I'm an over achiever. I've got a form of mental retardation that makes it impossible for me to settle for anything less than the high score, which I believe is the reason that I have always exceeded the BMI for my height/age. Some naysayers may try and point to my predication for southern cooking or my allergic reaction to physical endeavors, but I will stand by my deep seeded need for gold stars. In complete opposition to everything that I have just said, I have recently started going to the gym, mostly because my ladyfriends are doing it and I can't be left behind.
I wake up at 5am, put on my cutest/tightest workout gears and drag myself upstairs.

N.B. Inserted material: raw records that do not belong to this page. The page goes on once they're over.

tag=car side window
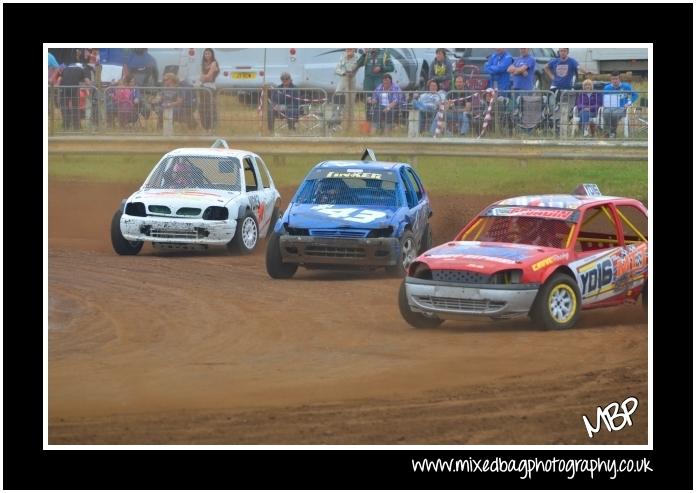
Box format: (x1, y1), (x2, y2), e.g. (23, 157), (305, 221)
(251, 156), (273, 188)
(401, 168), (418, 209)
(616, 205), (648, 245)
(244, 156), (263, 192)
(406, 168), (425, 202)
(575, 204), (619, 252)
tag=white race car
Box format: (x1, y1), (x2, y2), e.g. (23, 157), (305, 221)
(111, 139), (280, 255)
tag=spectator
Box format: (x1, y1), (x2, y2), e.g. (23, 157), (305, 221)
(428, 48), (452, 91)
(59, 49), (91, 130)
(268, 72), (300, 130)
(198, 48), (220, 130)
(360, 48), (394, 92)
(155, 72), (195, 130)
(48, 52), (60, 85)
(413, 79), (447, 133)
(430, 75), (471, 135)
(484, 48), (512, 97)
(123, 48), (159, 87)
(113, 75), (140, 128)
(544, 48), (578, 135)
(544, 48), (578, 92)
(507, 48), (536, 91)
(602, 72), (638, 138)
(367, 74), (404, 133)
(336, 48), (361, 101)
(575, 79), (602, 137)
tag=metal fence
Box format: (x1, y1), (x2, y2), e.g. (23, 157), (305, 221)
(48, 84), (649, 140)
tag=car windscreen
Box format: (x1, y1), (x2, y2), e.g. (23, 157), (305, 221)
(293, 177), (401, 207)
(459, 216), (573, 248)
(143, 156), (241, 192)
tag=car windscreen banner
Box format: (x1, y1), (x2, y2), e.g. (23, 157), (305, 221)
(307, 166), (398, 182)
(483, 206), (580, 223)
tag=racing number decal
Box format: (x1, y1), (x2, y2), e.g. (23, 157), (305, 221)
(316, 207), (387, 223)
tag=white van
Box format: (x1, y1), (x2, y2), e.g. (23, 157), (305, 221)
(172, 48), (422, 93)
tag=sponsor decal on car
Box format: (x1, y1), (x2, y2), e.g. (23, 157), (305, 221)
(532, 252), (568, 272)
(326, 170), (382, 180)
(490, 207), (574, 221)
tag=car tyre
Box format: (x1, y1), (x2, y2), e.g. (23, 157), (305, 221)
(387, 230), (418, 277)
(228, 210), (259, 254)
(531, 273), (582, 330)
(266, 232), (298, 279)
(111, 209), (144, 255)
(399, 281), (444, 329)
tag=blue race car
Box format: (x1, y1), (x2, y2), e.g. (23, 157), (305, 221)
(266, 149), (433, 279)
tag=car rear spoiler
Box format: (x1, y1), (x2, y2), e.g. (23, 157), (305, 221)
(572, 183), (602, 197)
(210, 139), (230, 149)
(360, 149), (377, 161)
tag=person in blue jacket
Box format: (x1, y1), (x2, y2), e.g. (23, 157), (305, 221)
(602, 72), (638, 138)
(483, 48), (513, 97)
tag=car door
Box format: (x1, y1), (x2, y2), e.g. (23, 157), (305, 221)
(615, 202), (648, 300)
(246, 155), (280, 237)
(570, 203), (647, 305)
(242, 155), (271, 236)
(401, 167), (430, 247)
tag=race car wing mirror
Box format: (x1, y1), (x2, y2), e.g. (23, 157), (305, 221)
(360, 149), (377, 161)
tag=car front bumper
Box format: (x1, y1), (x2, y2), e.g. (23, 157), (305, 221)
(280, 235), (401, 267)
(121, 214), (237, 245)
(406, 277), (539, 319)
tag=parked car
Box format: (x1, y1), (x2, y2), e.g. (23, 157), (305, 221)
(266, 150), (432, 279)
(399, 185), (648, 329)
(453, 48), (558, 89)
(111, 139), (280, 255)
(174, 48), (420, 93)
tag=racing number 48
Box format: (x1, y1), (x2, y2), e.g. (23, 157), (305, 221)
(319, 207), (387, 223)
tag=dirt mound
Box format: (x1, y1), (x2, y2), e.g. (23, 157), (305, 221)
(48, 182), (648, 444)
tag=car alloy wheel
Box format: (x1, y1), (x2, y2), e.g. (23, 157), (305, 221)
(548, 284), (578, 324)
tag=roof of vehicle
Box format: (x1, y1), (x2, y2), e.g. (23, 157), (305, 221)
(493, 194), (623, 209)
(165, 147), (256, 158)
(314, 161), (408, 171)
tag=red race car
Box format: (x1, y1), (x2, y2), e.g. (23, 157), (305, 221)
(399, 184), (648, 329)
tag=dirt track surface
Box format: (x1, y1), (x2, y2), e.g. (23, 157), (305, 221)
(48, 182), (648, 445)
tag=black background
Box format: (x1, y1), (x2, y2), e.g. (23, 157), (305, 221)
(3, 4), (693, 489)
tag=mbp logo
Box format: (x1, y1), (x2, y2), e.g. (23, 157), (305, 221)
(582, 397), (638, 438)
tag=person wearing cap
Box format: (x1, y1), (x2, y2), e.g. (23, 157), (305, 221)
(358, 48), (394, 92)
(484, 48), (512, 96)
(507, 48), (536, 91)
(59, 48), (92, 130)
(268, 72), (301, 130)
(602, 72), (638, 139)
(367, 74), (405, 133)
(544, 48), (579, 135)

Teeth brushing/ hair brushing / life hating / curse mouthing and I'm out the door by 5:20 - 30 minutes of C25K, 30 minutes of gettin swoll and im home by 6:30. This is how [nearly] every (other)day starts. I hate it. People talk about getting a runner's high or feeling better about themselves when they eat salad, but I think it's all bullshit. I feel better when I eat a sleeve of oreos before bed and I get a high when....I get high. Those two things may or may not be related to eachother and my lack of body karate. This doesn't mean im going to stop going to the gym or start eating shitty again. I am going to continue sweating like a demon and giving away all the baked goods that I make, because I refuse to come in any place but first. I need winning more than I need happiness. I told you I was retarded.
I'll keep you posted on my hate/ weight loss on a semi weekly basis or whatever. ugghhhhh its only 10 am and I'm already exhausted because I've been up for 5 hours- working out is for assholes- so uh good luck.
i'm looking into an outfit made of reflectors so i can actually work out in the middle of the nite. ya know, when i'm awake. i seriously think my body is still on alaska time. 9 years of jet lag...seriously?